|| | ||S|| | ||O|| | ||N|| | ||E|| | ||T|| | ||Á|| | ||R|| | ||I|| | ||O|| | ||||| | ||||| | ||||| | || |
Auta de Souza (Macaíba RN 1876-1901)
Com a paulista Francisca Júlia e a carioca Gilka Machado compõe o grande
trio feminino pré-modernista. Se Francisca é a mais social e Gilka a
mais carnal, Auta é certamente a mais espiritual das três. Só não a
chamo de "rainha do céu" (assim como Cecília Meireles é a "rainha da
reticência") porque soaria sacrílego e há outras palavras recorrentes em
sua poesia além de "céu", como "alma", que segundo alguns seria indício
suficiente para enquadrá-la no simbolismo, enquanto os parnasianos lhe
sentiriam a falta.

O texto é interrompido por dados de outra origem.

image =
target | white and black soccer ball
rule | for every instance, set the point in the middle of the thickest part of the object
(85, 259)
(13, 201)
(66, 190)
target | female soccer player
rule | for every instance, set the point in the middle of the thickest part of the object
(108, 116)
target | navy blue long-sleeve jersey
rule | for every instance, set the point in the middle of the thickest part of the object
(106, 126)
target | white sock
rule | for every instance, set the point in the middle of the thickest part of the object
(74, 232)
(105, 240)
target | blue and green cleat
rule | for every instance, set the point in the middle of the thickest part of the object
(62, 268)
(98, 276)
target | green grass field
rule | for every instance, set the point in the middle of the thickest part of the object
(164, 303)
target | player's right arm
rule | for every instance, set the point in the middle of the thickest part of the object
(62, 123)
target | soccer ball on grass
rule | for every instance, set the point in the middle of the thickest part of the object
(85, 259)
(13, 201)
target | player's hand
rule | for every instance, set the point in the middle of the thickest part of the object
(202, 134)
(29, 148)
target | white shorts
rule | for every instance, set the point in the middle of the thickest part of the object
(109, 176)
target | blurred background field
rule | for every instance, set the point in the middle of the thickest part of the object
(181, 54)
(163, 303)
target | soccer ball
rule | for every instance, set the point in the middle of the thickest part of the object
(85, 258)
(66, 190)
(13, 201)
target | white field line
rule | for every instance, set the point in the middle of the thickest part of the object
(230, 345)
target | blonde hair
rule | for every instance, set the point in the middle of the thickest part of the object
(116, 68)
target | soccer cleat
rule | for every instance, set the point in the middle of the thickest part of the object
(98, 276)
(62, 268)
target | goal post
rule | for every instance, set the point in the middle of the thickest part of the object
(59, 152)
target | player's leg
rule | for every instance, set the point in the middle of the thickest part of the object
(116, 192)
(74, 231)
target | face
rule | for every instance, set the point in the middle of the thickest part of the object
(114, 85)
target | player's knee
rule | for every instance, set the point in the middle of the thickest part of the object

Na dor da doença, na perda de entes queridos, na
morte prematura e no único livro, seu caso se assemelha ao de Augusto
dos Anjos; no elogio de Bilac faz companhia a Francisca, mas na técnica
do soneto (em Júlia mais sofisticada e em Auta mais despojada) e na
temática (em Júlia mais eclética e em Auta mais presa à tragédia
familiar e à infância) essas duas figuras se distanciam. Para mim estão
tão próximas e íntimas quanto Gilka, todas inesquecíveis poetisas.
Repito: po-e-ti-sas.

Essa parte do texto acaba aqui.